Ceccarelli Ceccarelli Daniela, Solerte Sebastiano Bruno
Geriatric Medicine Department, Morgagni-Pierantoni Hospital, Via Carlo Forlanini 34, 47121 Forlì, Italy.
Geriatric and Diabetology Unit, Department of Internal Medicine, University of Pavia, Corso Strada Nuova 63, 27100 Pavia, Italy.
Metabolites. 2025 Feb 27;15(3):159. doi: 10.3390/metabo15030159.
: Aging is characterized by shared cellular and molecular processes, and aging-related diseases might co-exist in a cluster of comorbidities, particularly in vulnerable individuals whose phenotype meets the criteria for frailty. Whilst the multidimensional definition of frailty is still controversial, there is an increasing understanding of the common pathways linking metabolic syndrome, cognitive decline, and sarcopenia, frequent conditions in frail elderly patients. : We performed a systematic search in the electronic databases Cochrane Library and PubMed and included preclinical studies, cohort and observational studies, and trials. : Metabolic syndrome markers, such as insulin resistance and the triglyceride/HDL C ratio, correlate with early cognitive impairment. Insulin resistance is a cause of synaptic dysfunction and neurodegeneration. Conversely, fasting and fasting-mimicking agents promote neuronal resilience by enhancing mitochondrial efficiency, autophagy, and neurogenesis. Proteins acting as cellular metabolic sensors, such as SIRT1, play a pivotal role in aging, neuroprotection, and metabolic health. In AD, β-amyloid accumulation and hyperphosphorylated tau in neurofibrillary tangles can cause metabolic reprogramming in brain cells, shifting from oxidative phosphorylation to aerobic glycolysis, similar to the Warburg effect in cancer. The interrelation of metabolic syndrome, sarcopenia, and cognitive decline suggests that targeting these shared metabolic pathways could mitigate all the conditions. Pharmacological interventions, including GLP-1 receptor agonists, metformin, and SIRT 1 inducers, demonstrated neuroprotective effects in animals and some preliminary clinical models. : These findings encourage further research on the prevention and treatment of neurodegenerative diseases as well as the drug-repurposing potential of molecules currently approved for diabetes, dyslipidemia, and metabolic syndrome.

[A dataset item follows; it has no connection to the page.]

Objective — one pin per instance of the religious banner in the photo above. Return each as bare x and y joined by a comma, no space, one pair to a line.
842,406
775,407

衰老的特征是存在共同的细胞和分子过程,与衰老相关的疾病可能会在一系列共病中同时出现,尤其是在那些表型符合虚弱标准的脆弱个体中。虽然虚弱的多维定义仍存在争议,但人们对连接代谢综合征、认知衰退和肌肉减少症(虚弱老年患者常见病症)的共同途径的认识正在不断增加。
我们在电子数据库Cochrane图书馆和PubMed中进行了系统检索,纳入了临床前研究、队列研究、观察性研究和试验。
代谢综合征标志物,如胰岛素抵抗和甘油三酯/高密度脂蛋白胆固醇比值,与早期认知障碍相关。胰岛素抵抗是突触功能障碍和神经退行性变的一个原因。相反,禁食和禁食模拟剂通过提高线粒体效率、自噬和神经发生来促进神经元的恢复能力。作为细胞代谢传感器的蛋白质,如SIRT1,在衰老、神经保护和代谢健康中起关键作用。在阿尔茨海默病中,神经纤维缠结中的β-淀粉样蛋白积累和过度磷酸化的tau蛋白可导致脑细胞代谢重编程,从氧化磷酸化转变为有氧糖酵解,类似于癌症中的瓦伯格效应。代谢综合征、肌肉减少症和认知衰退之间的相互关系表明,针对这些共同的代谢途径可能会缓解所有这些病症。包括胰高血糖素样肽-1受体激动剂、二甲双胍和SIRT1诱导剂在内的药物干预在动物和一些初步临床模型中显示出神经保护作用。
这些发现鼓励进一步研究神经退行性疾病的预防和治疗,以及目前已获批用于治疗糖尿病、血脂异常和代谢综合征的分子的药物再利用潜力。